PP03.13 – 2568: Two further Greek cases of Krabbe disease and a new mutation in the GALC gene

Abstract

Objective Krabbe disease is an autosomal recessive neurodegenerative disorder due to a defect of the lysosomal enzyme galactocerebrosidase (GALC) and is classified into infantile and late-onset form, depending on the age of onset. Methods and results We report two Greek patients with Krabbe disease with the infantile and late-infantile forms, respectively. The first patient was admitted at the age of 3.5 months, due to generalized hypertonia and developmental delay. A brain MRI demonstrated signs of leukodystrophy, while nerve conduction velocities (NCVs) were significantly decreased. A severe reduction in â-galactocerebrosidase activity (0.003 nmol/mg protein/hr, normal range 0.1–0.97 units), indicated the diagnosis of Krabbe disease, which was confirmed by molecular genetic testing (an homozygous c.411_413delTAA [K139del] mutation in the GALC gene).
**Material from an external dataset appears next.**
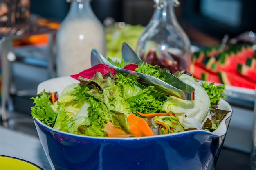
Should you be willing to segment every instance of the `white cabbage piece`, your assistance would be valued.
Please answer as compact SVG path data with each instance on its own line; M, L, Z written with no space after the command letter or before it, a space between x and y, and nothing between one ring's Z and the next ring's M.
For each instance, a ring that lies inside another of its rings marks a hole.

The second patient manifested with psychomotor regression at the age of 6 months, while the brain MRI was normal. At the age of 18 months, a repeated brain MRI demonstrated leukodystrophic changes, whereas NCVs were significantly delayed, too. A total lack of â-galactoserebrosidase activity (0.00 nmol/mg protein/hr, normal range 0.1–0.97 units) led to further molecular genetic testing, which revealed a homozygous c.749T>C [p.I250T] mutation in the GALC gene. At their last follow-up visit at the age of 4 and 10 years, respectively, both patients were bed-ridden and demonstrated the clinical picture of spastic tetraplegia suffering from frequent infections of the respiratory tract and fed through a gastrostomy catheter. Conclusion The c.411_413delTAA [K139del] mutation is the first reported in the literature, while there are another two reports of patients bearing the c.749T>C [p.I250T] mutation. Interestingly, both these patients were of Greek ancestry, a fact that could be indicative of a founder effect. Genotyping of patients of Krabbe disease is important, in order to contribute to a European mutation database and to further study possible genotype-phenotype correlations.